AI agent skill anti-patterns to avoid
Common mistakes in agent skill design: the god tool, leaky abstractions, over-parameterization, and patterns that lead to unreliable agents.
On this page
Learning what to do is important. Learning what not to do can save you weeks of debugging. This article catalogs the most common mistakes in agent skill design: patterns that seem reasonable at first but lead to unreliable, unmaintainable, or confusing agent behavior.
Each anti-pattern includes a description of the problem, a concrete example, the consequences, and the fix.
The god tool
The problem: A single tool that tries to do everything. It accepts dozens of parameters, handles multiple unrelated use cases, and has a description so long that the agent can’t figure out when to use it.
What it looks like:
{
name: "manage_project",
description: "Create, read, update, delete, search, analyze, deploy, test, " +
"lint, format, document, and monitor projects and their files, " +
"dependencies, configurations, and environments.",
parameters: {
action: { type: "string", enum: ["create", "read", "update", "delete",
"search", "analyze", "deploy", "test", "lint", "format", "doc", "monitor"] },
target: { type: "string" },
path: { type: "string", optional: true },
config: { type: "object", optional: true },
options: { type: "object", optional: true },
filters: { type: "object", optional: true },
output_format: { type: "string", optional: true },
recursive: { type: "boolean", optional: true },
dry_run: { type: "boolean", optional: true },
verbose: { type: "boolean", optional: true },
// ... 15 more parameters
}
}
Why it fails:
- The agent can’t reliably pick the right
actionvalue for a given task - The parameters are a grab bag where most are irrelevant for any given invocation
- Error messages are generic because the tool doesn’t know which specific operation failed
- Testing requires covering a combinatorial explosion of action-parameter pairs
- A bug in the “deploy” path can break the “search” path because they share code
The fix: Split it into focused tools, each with a clear purpose and minimal parameters.

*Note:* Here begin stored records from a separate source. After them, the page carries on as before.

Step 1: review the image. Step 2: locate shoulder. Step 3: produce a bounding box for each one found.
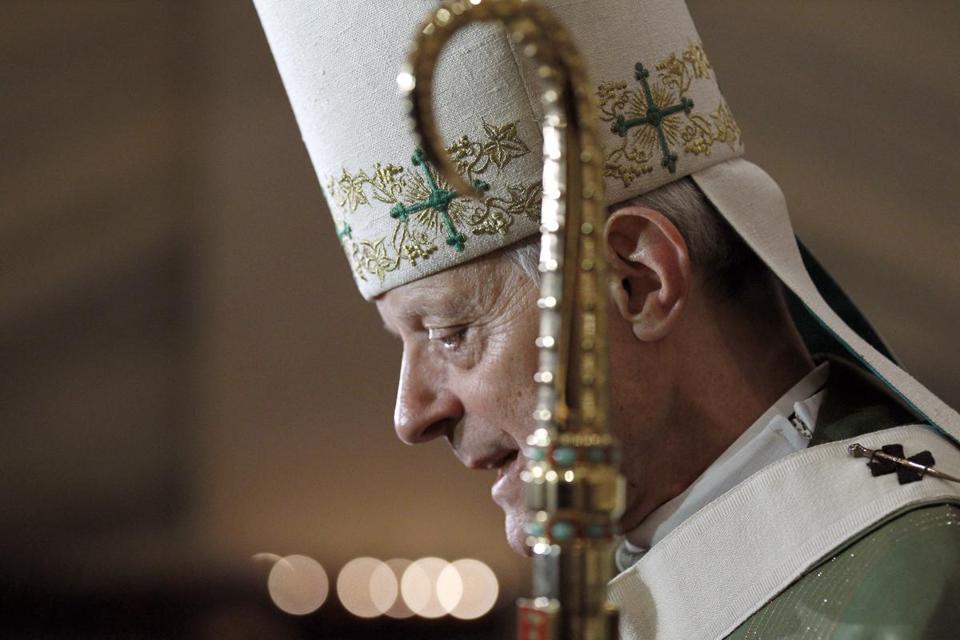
[730,504,960,640]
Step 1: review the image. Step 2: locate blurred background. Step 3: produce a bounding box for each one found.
[0,0,960,639]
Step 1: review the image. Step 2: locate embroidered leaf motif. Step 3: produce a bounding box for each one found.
[360,238,396,281]
[597,42,740,187]
[336,169,370,211]
[507,182,543,222]
[370,162,405,204]
[327,122,541,282]
[481,122,530,169]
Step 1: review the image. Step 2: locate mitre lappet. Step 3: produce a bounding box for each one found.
[255,0,960,439]
[255,0,960,637]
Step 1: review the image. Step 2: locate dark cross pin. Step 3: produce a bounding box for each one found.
[610,62,693,173]
[847,442,960,484]
[390,149,490,251]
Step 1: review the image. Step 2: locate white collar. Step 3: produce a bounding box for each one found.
[624,362,830,554]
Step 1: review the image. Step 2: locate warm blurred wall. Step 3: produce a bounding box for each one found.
[0,0,960,636]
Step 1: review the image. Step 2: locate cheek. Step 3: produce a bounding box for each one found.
[475,320,537,430]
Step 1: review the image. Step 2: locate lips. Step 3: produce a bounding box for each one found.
[490,451,526,507]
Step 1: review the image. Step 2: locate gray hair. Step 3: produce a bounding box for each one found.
[504,178,761,294]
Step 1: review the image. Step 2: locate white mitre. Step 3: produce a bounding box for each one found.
[254,0,960,442]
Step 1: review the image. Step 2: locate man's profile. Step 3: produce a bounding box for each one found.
[258,0,960,638]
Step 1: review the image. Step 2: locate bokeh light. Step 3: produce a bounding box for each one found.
[337,558,384,618]
[384,558,414,619]
[370,562,400,613]
[267,555,330,616]
[400,558,450,618]
[437,558,500,620]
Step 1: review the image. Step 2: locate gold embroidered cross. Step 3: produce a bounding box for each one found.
[390,149,490,251]
[610,62,693,173]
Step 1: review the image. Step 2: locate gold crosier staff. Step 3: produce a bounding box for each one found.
[398,0,624,640]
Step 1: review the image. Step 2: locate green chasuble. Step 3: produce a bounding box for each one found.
[728,361,960,640]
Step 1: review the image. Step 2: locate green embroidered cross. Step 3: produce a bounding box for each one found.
[390,149,490,251]
[610,62,693,173]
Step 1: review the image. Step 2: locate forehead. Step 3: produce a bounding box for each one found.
[376,255,523,323]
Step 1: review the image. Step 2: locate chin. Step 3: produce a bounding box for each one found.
[503,508,530,556]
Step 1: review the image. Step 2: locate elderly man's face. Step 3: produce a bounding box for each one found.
[377,256,538,553]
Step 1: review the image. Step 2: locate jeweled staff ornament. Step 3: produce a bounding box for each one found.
[398,0,624,640]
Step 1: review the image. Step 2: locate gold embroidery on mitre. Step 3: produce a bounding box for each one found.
[597,42,741,187]
[326,122,542,282]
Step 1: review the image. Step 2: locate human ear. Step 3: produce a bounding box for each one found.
[604,206,691,342]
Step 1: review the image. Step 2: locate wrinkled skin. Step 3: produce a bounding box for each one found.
[376,207,812,553]
[377,252,538,552]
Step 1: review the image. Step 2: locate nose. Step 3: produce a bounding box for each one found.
[393,350,463,444]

Skill Composition shows how to combine focused tools into complex capabilities without losing the power of the monolithic approach.
// Instead of one god tool, build focused tools:
{ name: "search_files", parameters: { pattern: "string", path: "string" } }
{ name: "run_linter", parameters: { path: "string", fix: "boolean" } }
{ name: "deploy_project", parameters: { environment: "string", version: "string" } }
{ name: "run_tests", parameters: { path: "string", filter: "string" } }
Leaky abstractions
The problem: A tool that exposes internal implementation details in its interface, forcing the agent to understand the underlying system rather than working through a clean abstraction.
What it looks like:
from __future__ import annotations
# Leaky: requires knowledge of internal SQL schema
async def query_users(
table: str = "auth_users_v2",
join_clause: str = "",
where_clause: str = "",
select_columns: str = "*",
) -> list[dict]:
"""Query the user database using SQL fragments."""
query = f"SELECT {select_columns} FROM {table} {join_clause} WHERE {where_clause}"
return await db.execute(query)
The agent now needs to know the table is called auth_users_v2, how to write SQL join clauses, and what columns exist. The implementation is leaking straight through the interface.
What it should look like:
# Clean abstraction: domain-level interface
async def find_users(
name: str | None = None,
email: str | None = None,
role: str | None = None,
active: bool | None = None,
limit: int = 50,
) -> list[dict]:
"""Find users matching the given criteria.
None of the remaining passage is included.